"Very likely. I'm rather glad it happened that way."

"Glad Daniel got a licking?"

"Oh, not just that; but it shows him that if he's going to be the people's champion he will have to be unhorsed pretty often. If all these things could be accomplished easily, there wouldn't be any glory in success. It's not an easy thing to drive a man like Mr. Bassett out of politics, or even to defeat the dangerous measures he introduces in the legislature. If it were easy to get rid of them, such men wouldn't last long. Besides, I'm a little afraid it wasn't half so much Dan's patriotism that was involved as it was his vanity. He was bitter because he found that Mr. Bassett had deceived him and was trying to use him. But in view of Mr. Bassett's many kindnesses to him he wouldn't make a personal matter of it in the House. Dan's opposition was based on legal defects in that bill,—points that were over the heads of most of the legislators,—but he is now determined to keep up the fight. He finds that Mr. Bassett is quite able to do as he pleases even without his services. He felt that he dealt with him magnanimously in keeping his antagonism to the corporation bill on the high plane of its legal unsoundness. Mr. Bassett ignored this, and merely secured the passage of the bill by marshaling all the votes he needed in both parties."

"That's a new scheme they say Morton has introduced into Indiana—this getting men on both sides to vote for one of these bad bills. That shuts up the party newspapers, and neither side can use that particular thing as ammunition at the next election. Instead of talking about House Bill Ninety-five in the next campaign, they will howl about the tariff on champagne, or pensions for veterans of the Black Hawk War. They're all tarred with the same stick and don't dare call attention to the other fellow. Daniel had better get out of politics," she ended leadingly.

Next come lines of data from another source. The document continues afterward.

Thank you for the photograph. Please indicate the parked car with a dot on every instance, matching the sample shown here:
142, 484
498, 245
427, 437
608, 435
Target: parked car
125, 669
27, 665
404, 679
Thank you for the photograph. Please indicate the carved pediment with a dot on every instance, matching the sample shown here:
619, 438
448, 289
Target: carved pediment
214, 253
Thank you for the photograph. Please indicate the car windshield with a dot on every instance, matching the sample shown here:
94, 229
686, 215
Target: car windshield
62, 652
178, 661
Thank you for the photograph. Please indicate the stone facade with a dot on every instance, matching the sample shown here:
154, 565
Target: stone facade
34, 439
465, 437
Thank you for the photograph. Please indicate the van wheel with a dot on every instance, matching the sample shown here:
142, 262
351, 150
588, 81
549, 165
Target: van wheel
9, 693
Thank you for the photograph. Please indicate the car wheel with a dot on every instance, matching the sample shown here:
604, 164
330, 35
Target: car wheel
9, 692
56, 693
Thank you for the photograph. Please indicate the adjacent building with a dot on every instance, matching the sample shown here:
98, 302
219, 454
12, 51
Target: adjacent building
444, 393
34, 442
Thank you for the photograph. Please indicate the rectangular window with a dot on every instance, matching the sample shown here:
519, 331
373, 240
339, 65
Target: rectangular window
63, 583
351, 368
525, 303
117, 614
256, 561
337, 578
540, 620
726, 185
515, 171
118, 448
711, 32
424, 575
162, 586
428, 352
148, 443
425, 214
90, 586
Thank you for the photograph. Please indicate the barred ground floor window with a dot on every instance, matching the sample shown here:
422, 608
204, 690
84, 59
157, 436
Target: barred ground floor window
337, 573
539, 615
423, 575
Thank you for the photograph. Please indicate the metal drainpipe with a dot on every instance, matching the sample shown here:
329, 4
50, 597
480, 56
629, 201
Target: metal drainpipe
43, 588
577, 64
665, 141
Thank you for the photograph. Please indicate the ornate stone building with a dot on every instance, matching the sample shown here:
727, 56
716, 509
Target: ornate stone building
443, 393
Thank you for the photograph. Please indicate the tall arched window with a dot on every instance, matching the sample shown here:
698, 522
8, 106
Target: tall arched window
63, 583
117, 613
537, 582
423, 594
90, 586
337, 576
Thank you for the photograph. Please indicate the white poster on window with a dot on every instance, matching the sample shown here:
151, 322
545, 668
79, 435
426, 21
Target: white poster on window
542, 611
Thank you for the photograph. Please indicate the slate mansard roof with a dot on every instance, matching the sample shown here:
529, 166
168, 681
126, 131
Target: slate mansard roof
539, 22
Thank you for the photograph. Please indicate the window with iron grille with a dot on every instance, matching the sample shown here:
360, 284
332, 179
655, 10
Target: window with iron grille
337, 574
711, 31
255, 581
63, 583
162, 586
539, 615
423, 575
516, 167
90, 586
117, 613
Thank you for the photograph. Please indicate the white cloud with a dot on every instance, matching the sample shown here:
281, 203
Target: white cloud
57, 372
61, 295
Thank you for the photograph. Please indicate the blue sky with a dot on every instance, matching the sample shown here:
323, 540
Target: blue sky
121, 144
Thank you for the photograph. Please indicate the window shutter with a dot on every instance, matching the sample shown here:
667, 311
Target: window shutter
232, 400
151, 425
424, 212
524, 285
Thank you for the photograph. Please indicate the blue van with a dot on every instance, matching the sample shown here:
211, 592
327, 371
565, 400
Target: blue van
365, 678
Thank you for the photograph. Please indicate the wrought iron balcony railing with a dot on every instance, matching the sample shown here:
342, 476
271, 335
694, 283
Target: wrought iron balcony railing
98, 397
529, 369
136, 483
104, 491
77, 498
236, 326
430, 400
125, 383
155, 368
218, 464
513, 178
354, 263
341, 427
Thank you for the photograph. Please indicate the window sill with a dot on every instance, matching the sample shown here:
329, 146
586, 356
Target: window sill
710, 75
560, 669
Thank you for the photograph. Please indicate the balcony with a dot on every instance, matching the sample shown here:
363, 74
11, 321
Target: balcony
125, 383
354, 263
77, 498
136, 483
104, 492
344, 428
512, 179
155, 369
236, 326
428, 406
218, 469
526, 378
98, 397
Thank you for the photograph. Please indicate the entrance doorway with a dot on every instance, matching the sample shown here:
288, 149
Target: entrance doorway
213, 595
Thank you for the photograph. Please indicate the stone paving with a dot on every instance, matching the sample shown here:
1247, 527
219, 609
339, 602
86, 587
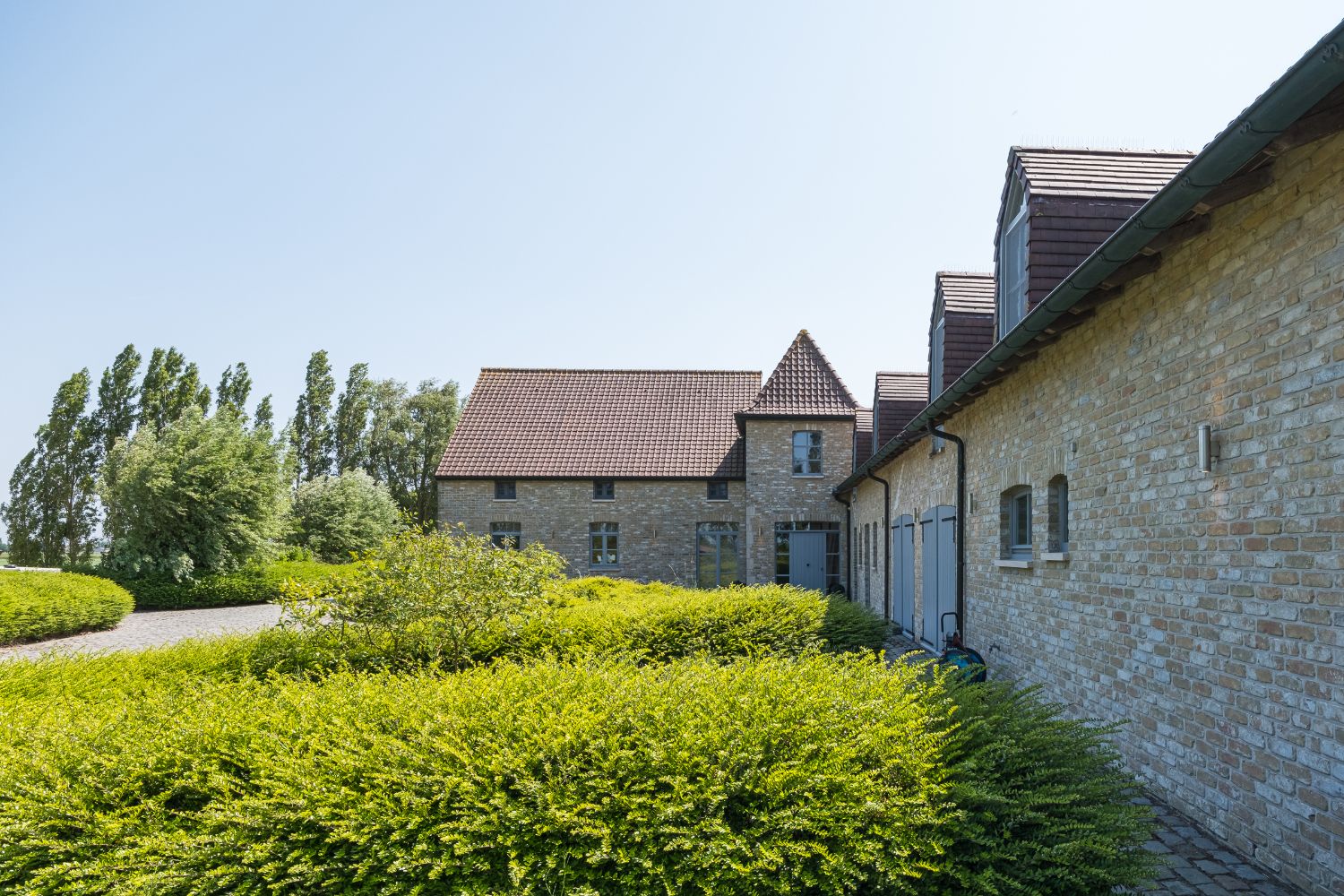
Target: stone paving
155, 627
1196, 864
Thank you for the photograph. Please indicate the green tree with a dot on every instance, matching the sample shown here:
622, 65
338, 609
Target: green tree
352, 419
389, 457
117, 392
263, 418
312, 429
203, 495
340, 514
53, 511
234, 389
433, 411
158, 387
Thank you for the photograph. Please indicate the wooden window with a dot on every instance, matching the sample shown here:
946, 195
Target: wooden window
507, 535
604, 548
715, 554
806, 452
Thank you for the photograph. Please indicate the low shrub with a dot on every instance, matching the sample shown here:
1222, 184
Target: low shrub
852, 626
768, 775
255, 583
48, 605
663, 622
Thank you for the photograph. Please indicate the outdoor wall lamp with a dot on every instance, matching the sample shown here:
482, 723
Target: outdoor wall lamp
1207, 449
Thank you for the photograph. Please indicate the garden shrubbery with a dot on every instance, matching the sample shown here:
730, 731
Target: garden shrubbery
254, 583
48, 605
765, 775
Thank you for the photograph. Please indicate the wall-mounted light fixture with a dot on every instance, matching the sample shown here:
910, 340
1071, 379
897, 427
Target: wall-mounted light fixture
1207, 449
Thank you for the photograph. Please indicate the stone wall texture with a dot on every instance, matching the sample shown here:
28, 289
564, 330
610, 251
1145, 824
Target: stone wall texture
656, 519
1202, 610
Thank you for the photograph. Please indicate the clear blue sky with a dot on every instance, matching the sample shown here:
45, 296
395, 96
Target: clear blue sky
443, 185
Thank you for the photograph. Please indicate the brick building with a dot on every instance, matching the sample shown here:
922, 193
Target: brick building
682, 476
1124, 481
1150, 513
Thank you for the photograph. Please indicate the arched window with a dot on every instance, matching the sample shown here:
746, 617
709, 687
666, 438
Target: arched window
1058, 514
1015, 522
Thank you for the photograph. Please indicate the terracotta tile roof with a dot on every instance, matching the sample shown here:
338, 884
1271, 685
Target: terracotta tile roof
1116, 174
524, 424
862, 435
967, 292
803, 384
895, 401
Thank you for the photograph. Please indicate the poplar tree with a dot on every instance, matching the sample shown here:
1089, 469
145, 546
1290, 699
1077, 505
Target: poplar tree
312, 429
117, 392
53, 514
352, 419
234, 389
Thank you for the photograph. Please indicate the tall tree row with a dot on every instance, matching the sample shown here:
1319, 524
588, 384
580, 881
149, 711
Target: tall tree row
376, 426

"Please, no! He'd better stay in and learn how to make himself count. So far as Mr. Bassett is concerned, I think that for some reason he had gone as far with Dan as he cared to. I think he was prepared for the break."

Mrs. Owen was wiping her spectacles on a piece of chamois skin she kept in her desk for the purpose, and she concluded this rite with unusual deliberation.

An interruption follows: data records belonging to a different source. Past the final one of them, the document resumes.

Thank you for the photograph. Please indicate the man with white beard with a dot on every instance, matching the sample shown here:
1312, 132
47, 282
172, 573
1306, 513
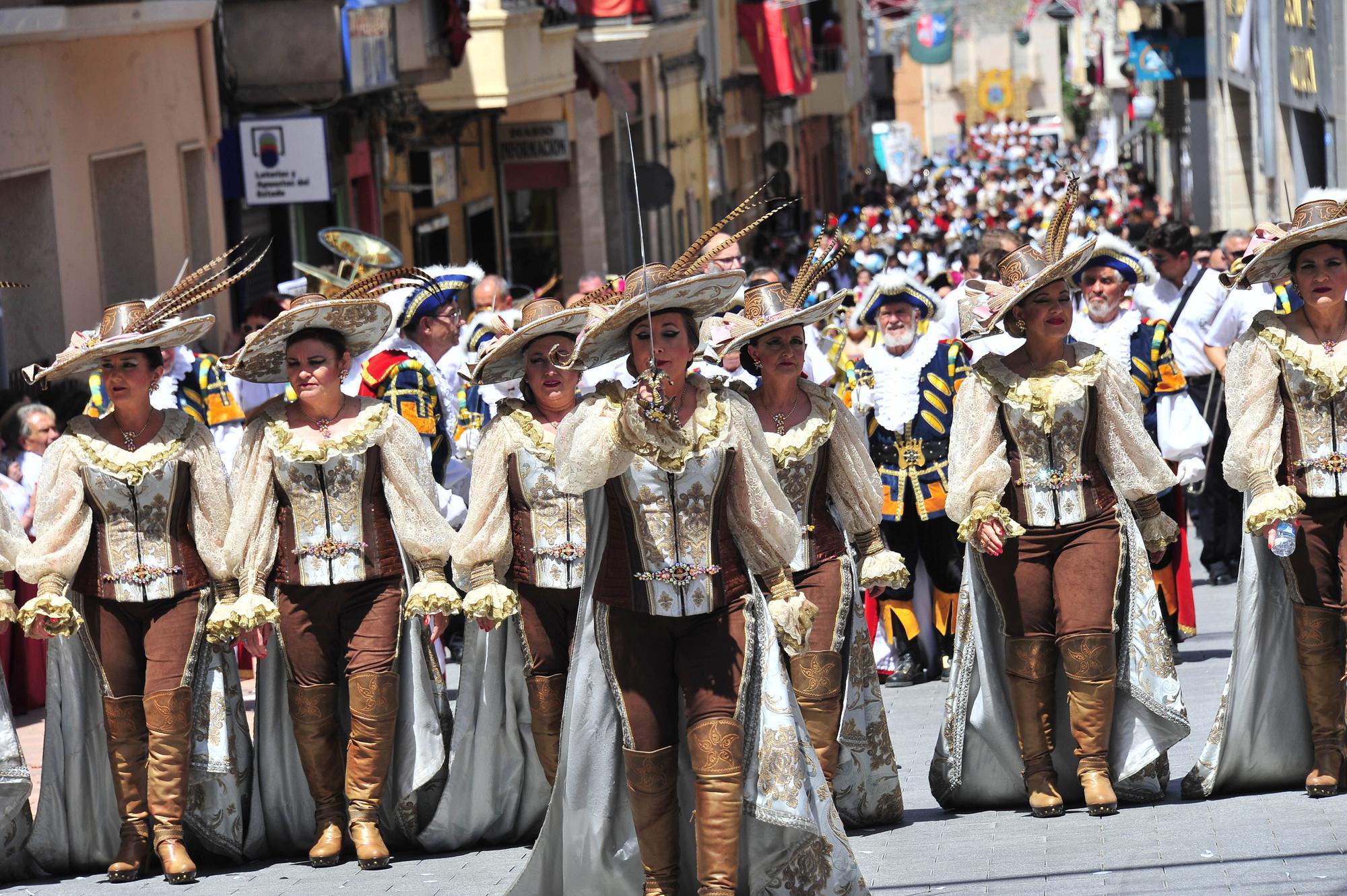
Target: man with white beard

"How do you figure that out, Sylvia?"

"This must be confidential, Aunt Sally; I have said nothing to Dan about it; but the night of your party Mr. Bassett was in a curious frame of mind."

"It seemed to me he was particularly cheerful. I thought Morton had as good a time as anybody."

"Superficially, yes; but I had a long talk with him—in the hall, after the dancing had begun. I think in spite of his apparent indifference to the constant fire of his enemies, it has had an effect on him. He's hardened—or, if he was always hard, he doesn't care any longer whether he wears the velvet glove or not. That attack on Mr. Thatcher in the convention illustrates what I mean. His self-control isn't as complete as most people seem to think it is; he lets go of himself like a petulant child. That must be a new development in him. It doesn't chime with the other things you hear of him as a shrewd, calculating manager, who strikes his enemies in the dark. He was in an evil humor that night or he wouldn't have talked to me as he did. He was ugly and vindictive. He was not only glad he had put Dan in the way of temptation, but he wanted me to know that he had done it. He seemed to be setting his back to the wall and daring the world."